In den folgenden Tagen regulierten wir den Flügel. Bei jedem Regulierschritt zeigte uns Otake-san wie Kawai den Arbeitsschritt ausführt. Danach konnten wir entweder die Kawai-Methode üben oder mit unserer eigenen Methode arbeiten. Wichtig war am Ende nur, dass der Arbeitsschritt korrekt und schnell ausgeführt wurde. Ich lernte nicht nur von meinem Lehrer sondern auch von den anderen beiden Teilnehmern, da beide mehr Arbeitserfahrung als ich haben. Nach dem der Flügel zum ersten Mal reguliert war, wechselten wir die Dämpfung und intonierten das Instrument.
In Hamamatsu stehten die beiden Klavierbau-Werkzeug-Läden Itoshin und Watanabe. Daher kaufte ich eingie neue Werkzeuge, die ich durch den Kurs kennen gelernt habe. Ausserdem bekamen wir eine Führung durch die Kawai Musical Instruments Manufacturing Co., Ltd Ryuyo Factory. Wir wurden sehr herzlich willkommen geheissen und erhielten im Anschluss an die Führung eine Schulung über Kawais Hybrid Pianos der Linie Aures und Anytime X.

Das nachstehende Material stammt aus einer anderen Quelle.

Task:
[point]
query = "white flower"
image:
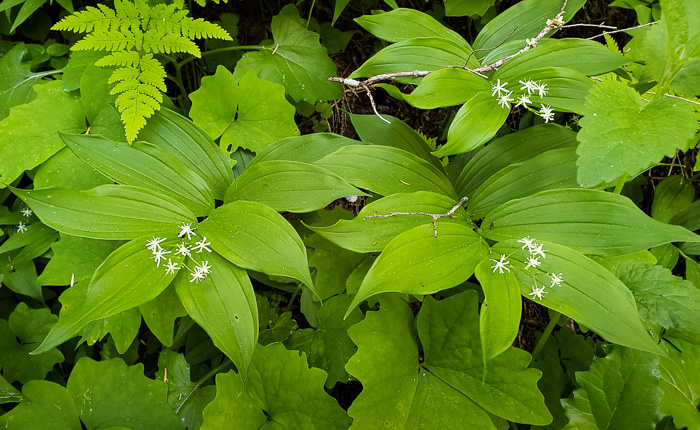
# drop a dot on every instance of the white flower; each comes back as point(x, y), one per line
point(183, 249)
point(532, 262)
point(154, 244)
point(523, 100)
point(527, 243)
point(537, 250)
point(201, 245)
point(498, 88)
point(546, 113)
point(556, 279)
point(186, 229)
point(171, 267)
point(500, 265)
point(505, 99)
point(537, 292)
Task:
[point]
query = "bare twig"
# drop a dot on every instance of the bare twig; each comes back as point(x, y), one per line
point(435, 217)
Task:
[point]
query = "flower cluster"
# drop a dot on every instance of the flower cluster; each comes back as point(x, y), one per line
point(528, 88)
point(200, 270)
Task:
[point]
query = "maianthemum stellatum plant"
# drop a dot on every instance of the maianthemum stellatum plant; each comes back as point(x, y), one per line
point(194, 256)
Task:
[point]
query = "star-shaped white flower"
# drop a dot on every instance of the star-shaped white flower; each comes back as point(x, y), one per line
point(547, 113)
point(532, 262)
point(556, 279)
point(171, 267)
point(186, 229)
point(537, 292)
point(505, 100)
point(500, 264)
point(498, 89)
point(154, 244)
point(201, 245)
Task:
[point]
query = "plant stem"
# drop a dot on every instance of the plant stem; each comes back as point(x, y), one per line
point(547, 332)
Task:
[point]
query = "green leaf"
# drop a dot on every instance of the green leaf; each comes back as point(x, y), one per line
point(110, 394)
point(417, 262)
point(500, 313)
point(621, 133)
point(144, 165)
point(510, 149)
point(46, 406)
point(253, 236)
point(75, 258)
point(126, 279)
point(328, 346)
point(474, 124)
point(289, 186)
point(28, 135)
point(300, 63)
point(373, 234)
point(523, 20)
point(113, 212)
point(386, 170)
point(182, 138)
point(619, 391)
point(18, 337)
point(223, 304)
point(553, 169)
point(280, 388)
point(589, 293)
point(664, 299)
point(590, 221)
point(253, 113)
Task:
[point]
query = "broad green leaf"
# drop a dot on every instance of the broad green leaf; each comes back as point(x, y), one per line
point(289, 186)
point(664, 300)
point(18, 337)
point(373, 234)
point(252, 113)
point(109, 394)
point(160, 314)
point(386, 170)
point(511, 149)
point(584, 56)
point(253, 236)
point(442, 88)
point(143, 165)
point(182, 138)
point(680, 384)
point(28, 135)
point(417, 262)
point(523, 20)
point(223, 304)
point(474, 124)
point(75, 258)
point(590, 221)
point(620, 391)
point(328, 345)
point(46, 406)
point(280, 389)
point(550, 170)
point(128, 278)
point(300, 63)
point(621, 133)
point(397, 134)
point(589, 293)
point(113, 212)
point(421, 53)
point(672, 196)
point(499, 319)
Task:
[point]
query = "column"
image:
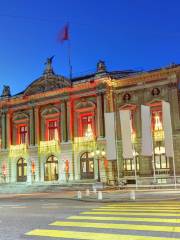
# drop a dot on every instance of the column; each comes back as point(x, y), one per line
point(3, 129)
point(63, 121)
point(68, 109)
point(37, 129)
point(31, 112)
point(8, 130)
point(100, 115)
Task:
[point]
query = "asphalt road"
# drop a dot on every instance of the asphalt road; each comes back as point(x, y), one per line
point(30, 219)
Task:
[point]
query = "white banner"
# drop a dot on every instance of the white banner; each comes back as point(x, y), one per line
point(126, 133)
point(110, 136)
point(167, 127)
point(147, 144)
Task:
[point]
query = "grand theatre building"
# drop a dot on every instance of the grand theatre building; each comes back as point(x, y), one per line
point(57, 130)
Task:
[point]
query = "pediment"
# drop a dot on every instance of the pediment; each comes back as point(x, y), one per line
point(47, 83)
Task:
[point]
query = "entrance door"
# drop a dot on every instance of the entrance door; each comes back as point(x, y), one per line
point(87, 166)
point(21, 170)
point(51, 169)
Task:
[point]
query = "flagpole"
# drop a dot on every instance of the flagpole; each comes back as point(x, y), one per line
point(69, 53)
point(174, 171)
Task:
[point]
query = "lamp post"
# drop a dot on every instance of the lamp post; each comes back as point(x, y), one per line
point(98, 154)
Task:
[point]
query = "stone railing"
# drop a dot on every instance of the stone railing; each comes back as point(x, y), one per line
point(51, 146)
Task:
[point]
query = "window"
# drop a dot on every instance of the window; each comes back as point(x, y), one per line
point(23, 134)
point(129, 165)
point(161, 162)
point(87, 128)
point(52, 131)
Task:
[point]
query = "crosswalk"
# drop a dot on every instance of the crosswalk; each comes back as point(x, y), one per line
point(120, 221)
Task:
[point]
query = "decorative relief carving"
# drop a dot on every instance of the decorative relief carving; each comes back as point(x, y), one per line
point(6, 91)
point(155, 91)
point(126, 97)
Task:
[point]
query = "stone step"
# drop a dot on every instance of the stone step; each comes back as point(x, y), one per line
point(55, 187)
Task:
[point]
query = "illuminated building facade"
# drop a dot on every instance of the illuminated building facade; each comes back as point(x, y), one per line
point(54, 131)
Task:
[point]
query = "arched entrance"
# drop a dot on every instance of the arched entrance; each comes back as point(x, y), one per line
point(21, 170)
point(51, 169)
point(87, 166)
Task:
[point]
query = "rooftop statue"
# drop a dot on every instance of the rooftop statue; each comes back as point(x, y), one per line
point(48, 68)
point(6, 91)
point(101, 67)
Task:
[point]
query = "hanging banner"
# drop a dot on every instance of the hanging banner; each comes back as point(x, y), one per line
point(4, 168)
point(126, 133)
point(147, 144)
point(110, 136)
point(167, 126)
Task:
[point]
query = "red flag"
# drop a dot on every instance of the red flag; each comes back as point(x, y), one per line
point(64, 34)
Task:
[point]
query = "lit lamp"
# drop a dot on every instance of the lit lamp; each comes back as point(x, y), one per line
point(98, 154)
point(159, 150)
point(89, 132)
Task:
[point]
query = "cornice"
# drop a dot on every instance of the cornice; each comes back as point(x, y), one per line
point(147, 77)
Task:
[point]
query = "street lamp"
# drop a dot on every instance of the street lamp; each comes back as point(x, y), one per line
point(98, 154)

Auch ausserhalb der Arbeitszeiten unternahm ich viel mit Jerred und Kari. Wir besuchten einen Tempel, das Schloss von Hamamatsu und gingen fast jeden Abend miteinander Essen. Für mich war es sehr interessant und wertvoll, mit Leuten aus dem gleichen Berufsfeld zu reden, die doch so andere Erfahrungen gemacht haben. Die Reise nach Japan und der Masterkurs bei der Kawai Academy waren für mich eine einzigartige Erfahrung. Ich konnte mein handwerkliches Können vertiefen, neue Arbeitsmethoden erlernen und wertvolle internationale Kontakte knüpfen. Besonders beeindruckt hat mich die Präzision und Hingabe im japanischen Klavierbau, die ich gerne in meiner eigenen Arbeit weiterführen möchte.
Diese Erfahrung hat mir beruflich und persönlich neue Perspektiven eröffnet, und ich freue mich darauf, das Gelernte in meiner weiteren Laufbahn anzuwenden.